Yes. Field Weakening as it is known, is a tried and tested method of increasing the speed of wound field motors over a relatively small range, from the days when electronics for speed control didn't exist. It is usually done by altering the current in the field coils, rather than physically moving permanent magnets around. It is responsible for the steep speed/torque curve in series wound motors still used today.
Unfortunately, the increase in speed comes not only at the expected cost of reduced torque, but also at the cost of reduced motor efficiency.
You would expect a reduced torque. The output power is speed.torque, and altering the field is not going to change the power, only the ratio of speed and torque.
You expect 'something' to be going wrong with reduced field, after all, we work hard in motors to get a good magnetic circuit, minimise air gaps, and nobody uses a motor with zero field (field weakening taken to the extreme), so what's going on?
The problem is the DC resistance of the copper windings. As you reduce the field, you need proportionally more current to maintain the torque. However, the heating losses rise as the current squared. If the field in a motor is increased (by the use of high field magnets as in modern BLDC motors), it allows the number of turns on the rotor to be reduced, allowing thicker wire, which reduces copper losses.
Let's put some numerical meat on those hand-waving bones. Let's say you have a 100W output motor, delivering 100 rad/s and 1Nm. The rotor is wound with 2 equal windings of 0.2ohm each, which we can connect in either series or parallel. The magnetic field is such that the motor draws 10A when producing its 1Nm torque, with the rotor windings in series. Ignore all other losses.
The rotor resistance is 0.4ohms, dropping 4v at 10A current. The back EMF is 10V (motor with no other losses, 100W/10A), so the motor input voltage is 14v under these conditions, giving about 70% efficiency.
Now let's halve the magnetic field, keeping the current the same. The output torque is halved to 0.5Nm. Let's assume we load the motor such that the speed can rise to 200rad/s. With half the field and twice the speed, the back EMF is the same at 10v. With the same current, we have the same voltage drop, the same 14v supply, and the same efficiency of about 70%. So what's happening here with my assertion that the efficiency falls?
Let's consider the other way of doubling the speed of the motor, keeping the magnetic field the same, and putting the rotor windings in parallel. This halves the effective number of turns, which halves the back EMF, and halves the output torque. If we load the motor so that the speed again can rise to 200rad/s, the back EMF is now again 10V, and we need 10A to get the 0.5Nm output torque. However, the rotor now has a resistance of 0.1ohm instead of 0.4 ohm, so the IR volt drop is 1v, meaning a motor supply voltage of 11v. Our efficiency has increased to about 90%!

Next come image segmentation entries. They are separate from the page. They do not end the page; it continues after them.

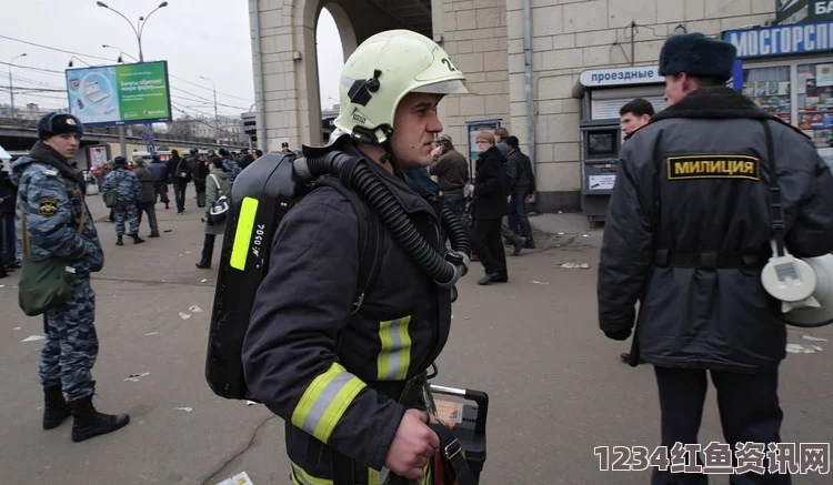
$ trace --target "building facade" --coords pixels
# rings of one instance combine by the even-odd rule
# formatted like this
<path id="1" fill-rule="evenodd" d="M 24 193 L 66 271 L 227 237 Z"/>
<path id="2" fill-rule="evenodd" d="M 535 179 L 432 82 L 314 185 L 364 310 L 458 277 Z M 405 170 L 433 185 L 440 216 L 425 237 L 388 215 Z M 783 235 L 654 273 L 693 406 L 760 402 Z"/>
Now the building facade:
<path id="1" fill-rule="evenodd" d="M 394 3 L 423 16 L 408 18 L 390 10 Z M 635 97 L 664 108 L 655 67 L 674 33 L 736 42 L 740 89 L 806 130 L 824 150 L 833 129 L 833 101 L 825 117 L 833 40 L 824 38 L 826 28 L 807 27 L 827 21 L 816 16 L 816 3 L 826 10 L 827 2 L 812 0 L 251 0 L 258 140 L 264 150 L 279 150 L 285 139 L 293 146 L 322 142 L 314 50 L 322 8 L 337 21 L 345 58 L 380 30 L 430 18 L 430 29 L 421 23 L 413 30 L 438 41 L 478 93 L 448 97 L 440 105 L 458 149 L 469 152 L 476 122 L 499 120 L 534 161 L 538 210 L 581 210 L 588 190 L 583 122 L 615 119 Z M 786 33 L 786 23 L 802 27 Z M 812 37 L 813 49 L 799 37 Z M 807 92 L 810 79 L 820 85 Z"/>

So now what's going on, does this mean that increasing the speed of the motor keeping the field the same increases efficiency? What about increasing it to very high speed indeed? We have ignored other losses, like air resistance, and the increased eddy current losses in the rotor iron, and there are other costs of high speed, like the need for rotor strength, and the need to balance it, and the problems of reversing the field quickly in the windings. So we cannot improve efficiency ad infinitum by increasing speed, there will be an optimum.
The take-home is that the highest field possible gives the best efficiency, and the rotor should have the correct number of turns to match the desired speed. However, reducing the field in a wound stator motor is a neat way of controlling the speed, at the cost of efficiency.